To determine the rate of decline, people with age-related mental problems are usually subjected to a barrage of tests focusing on short-term memory, responsiveness and problem solving. However, most of these tests are not specifically designed for older individuals but are more or less applicable to any age group. Critics say this may disadvantage people whose brains still function perfectly well with regards to their daily routines, even though they may perform poorly in an artificial test environment.
According to a new study from Germany, there may be other reasons than natural degeneration why seniors appear to become increasingly forgetful, unable, for instance, to remember names and dates, or a particular word in conversation. Linguistic researchers from the University of Tübingen who conducted the study suggested that because educated older adults have often larger vocabularies than their younger contemporaries -- simply by virtue of having lived longer -- their brains may require more time to search and retrieve some words or phrases, which can delay their responses.
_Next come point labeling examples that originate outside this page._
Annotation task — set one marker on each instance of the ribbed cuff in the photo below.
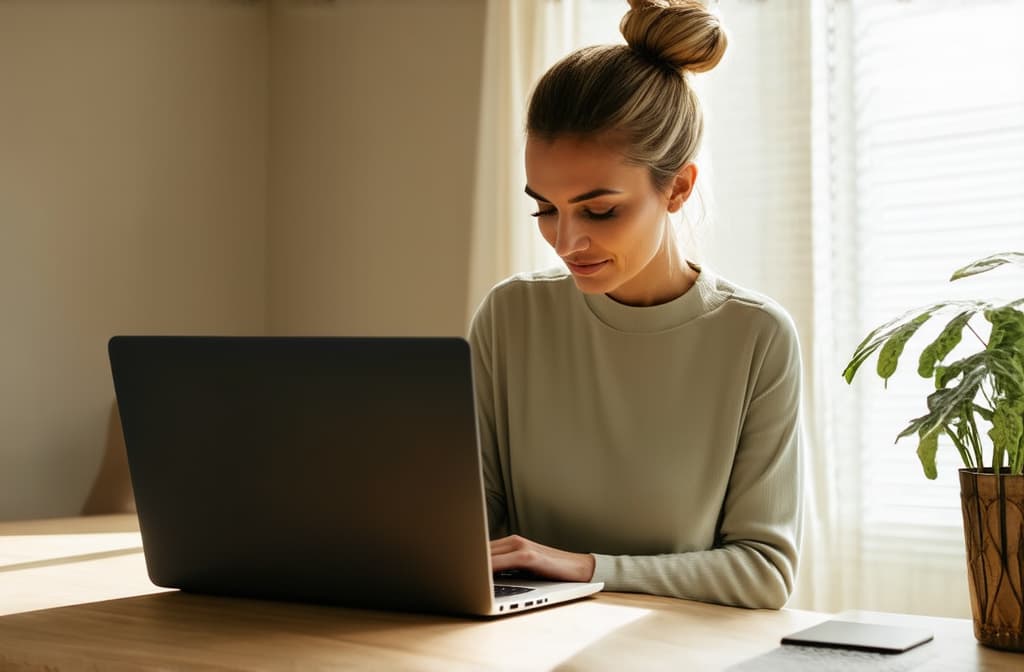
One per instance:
(604, 569)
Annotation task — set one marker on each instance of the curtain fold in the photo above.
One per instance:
(522, 38)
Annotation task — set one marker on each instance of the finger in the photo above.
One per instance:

So, in addition to a certain amount of slowing brain activity that may be inevitable as time passes, it may also be that the aging brain undergoes subtle structural changes to deal with the wealth of information that was accumulated over a lifetime.
There are different kinds of intelligent activities, some geared towards short-term memorization (e.g. remembering names, dates, telephone numbers, etc.), others to acquire skills, knowledge, and expertise. What the German researchers are proposing is that an increase of the latter may come at the expense of the former, meaning as people's brains store more old information, the capacity to add new and less relevant data diminishes.
In other words, the brain may need to make storage choices as it grows older. In fact, it is not unlike a computer hard drive that is getting close to capacity, resulting in reduced processing speed.
These changes in performance do not happen overnight but likely take place throughout adulthood. In the later stages of life, unfortunately, the disadvantages become more evident, which then can appear as cognitive decline, even though it may not be.
As intriguing as this theory may sound, it is obvious that additional research needs to be done to shed more light on these highly complex issues. Still, exploring new ways to better understand what happens to both our bodies and minds as we are able to further and further extend the average human life span, is an undertaking that should be pursued with urgency.